- Born: 16 July 1925
- Died: 16 March 2017 (aged 91)
- Other name: Philippa Marion Glasgow
- Education: King's College London
- Known for: Advancing understanding of the structure of water
- Awards: FRSNZ
- Scientific career
- Fields: physical chemistry
- Workplaces: Royal Institution, University of Auckland, University of Canterbury, University of Otago
- Website: http://www.philippawiggins.com

= Philippa Wiggins =

New Zealand biochemist and physical chemist

Philippa Marion Wiggins (nee Glasgow) (16 July 1925 – 16 March 2017) was a New Zealand academic, who made significant contributions to the understanding of the structure of water in living cells.

== Academic career ==

Wiggins studied science at the University of Canterbury, but although she wanted to continue in physics, women at the university were not allowed to progress past stage one. Having switched to chemistry, Wiggins then won a scholarship to research at the Davy-Faraday Laboratory at the Royal Institution in London. She then completed a PhD at King's College London. Wiggins took time off to have a family and did not return to full-time work until the age of 48.

Upon returning to New Zealand, Wiggins worked at the University of Canterbury with Walter Metcalf from 1962–1966. After this she worked at the University of Otago, and began working on water in living cells.

Wiggins was awarded a Career Fellowship by the New Zealand Medical Research Council. From 1970, she continued her research in the Department of Medicine at the University of Auckland, as Professor of Membrane Physiology.
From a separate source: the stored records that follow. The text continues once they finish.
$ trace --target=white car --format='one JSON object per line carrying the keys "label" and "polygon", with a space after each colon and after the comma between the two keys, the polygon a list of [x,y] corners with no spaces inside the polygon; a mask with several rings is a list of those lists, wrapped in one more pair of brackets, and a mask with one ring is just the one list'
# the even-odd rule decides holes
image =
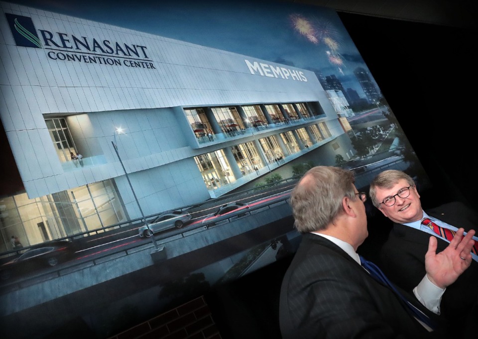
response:
{"label": "white car", "polygon": [[151,237],[153,233],[175,227],[180,228],[191,220],[191,216],[185,211],[170,211],[158,215],[151,224],[138,229],[140,237]]}

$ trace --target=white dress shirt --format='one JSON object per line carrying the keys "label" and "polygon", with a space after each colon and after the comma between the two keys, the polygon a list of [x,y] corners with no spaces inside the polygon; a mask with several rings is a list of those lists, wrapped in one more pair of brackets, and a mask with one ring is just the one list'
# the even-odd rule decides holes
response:
{"label": "white dress shirt", "polygon": [[[444,240],[445,240],[447,243],[450,242],[446,238],[443,238],[443,237],[440,237],[439,235],[435,233],[434,232],[433,232],[433,230],[431,229],[430,227],[428,227],[428,226],[426,226],[424,225],[422,225],[422,220],[423,220],[424,218],[428,218],[428,219],[429,219],[434,223],[438,225],[440,227],[443,227],[444,228],[447,228],[449,230],[451,230],[452,231],[454,231],[455,232],[456,232],[458,230],[458,229],[455,227],[455,226],[452,226],[451,225],[449,225],[448,224],[447,224],[446,223],[444,222],[441,220],[438,219],[436,218],[435,218],[434,217],[430,217],[429,215],[427,214],[427,213],[425,211],[423,211],[423,216],[422,217],[422,219],[421,220],[418,220],[418,221],[414,221],[412,223],[407,223],[406,224],[403,224],[403,225],[404,225],[406,226],[408,226],[409,227],[411,227],[412,228],[414,228],[416,230],[419,230],[420,231],[423,231],[423,232],[428,233],[431,235],[435,236],[437,238],[440,238],[443,239]],[[464,234],[465,235],[466,235],[466,234],[467,234],[466,232],[464,233]],[[476,236],[473,237],[473,239],[475,241],[478,242],[478,237],[477,237]],[[478,255],[477,255],[477,254],[474,253],[472,253],[472,257],[473,258],[473,260],[474,260],[475,261],[478,261]]]}

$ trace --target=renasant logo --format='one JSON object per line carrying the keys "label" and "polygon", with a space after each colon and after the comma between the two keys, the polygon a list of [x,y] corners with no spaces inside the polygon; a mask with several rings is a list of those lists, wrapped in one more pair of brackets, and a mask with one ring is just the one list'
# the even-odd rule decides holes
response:
{"label": "renasant logo", "polygon": [[[35,29],[31,18],[5,13],[18,46],[42,48],[49,59],[82,64],[155,70],[145,46],[108,39],[80,36],[62,32]],[[37,32],[39,33],[39,36]]]}
{"label": "renasant logo", "polygon": [[5,13],[10,30],[17,46],[41,48],[41,42],[31,18]]}

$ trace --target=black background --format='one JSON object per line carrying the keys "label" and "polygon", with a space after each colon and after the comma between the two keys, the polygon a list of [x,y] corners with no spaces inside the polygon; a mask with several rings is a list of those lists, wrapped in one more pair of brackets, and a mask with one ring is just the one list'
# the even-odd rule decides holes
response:
{"label": "black background", "polygon": [[[419,192],[423,207],[454,200],[474,206],[478,194],[477,32],[339,15],[432,181],[433,188]],[[371,254],[380,246],[389,230],[387,221],[378,214],[369,216],[369,236],[359,248],[361,254]],[[291,259],[281,259],[206,296],[223,339],[280,338],[279,292]]]}

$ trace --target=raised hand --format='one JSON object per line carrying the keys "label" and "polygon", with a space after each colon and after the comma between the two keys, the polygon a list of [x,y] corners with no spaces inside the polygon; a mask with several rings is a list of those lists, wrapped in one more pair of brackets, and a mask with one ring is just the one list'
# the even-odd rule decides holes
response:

In 1994 Wiggins co-founded BiostoreNZ, which commercialised preservation and storage technology for cells. BiostoreNZ was later acquired by Genesis Research and Development. Wiggins worked as a research scientist for Genesis Research in 1997, and continued to publish until 2009. She held more than 40 patents.

Wiggins died in Auckland on 16 March 2017 aged 91.

== Research ==
Wiggins realised that water can exist in two different states, and that the existence of these states explains the way that living cells work, and has implications for DNA and protein structure.

== Awards ==
Wiggins was appointed a Fellow of the Royal Society Te Apārangi in 1991. She received a medal for her research from the Health Research Council of New Zealand.

In 2017 Wiggins was featured as one of the Royal Society Te Apārangi's 150 women in 150 words.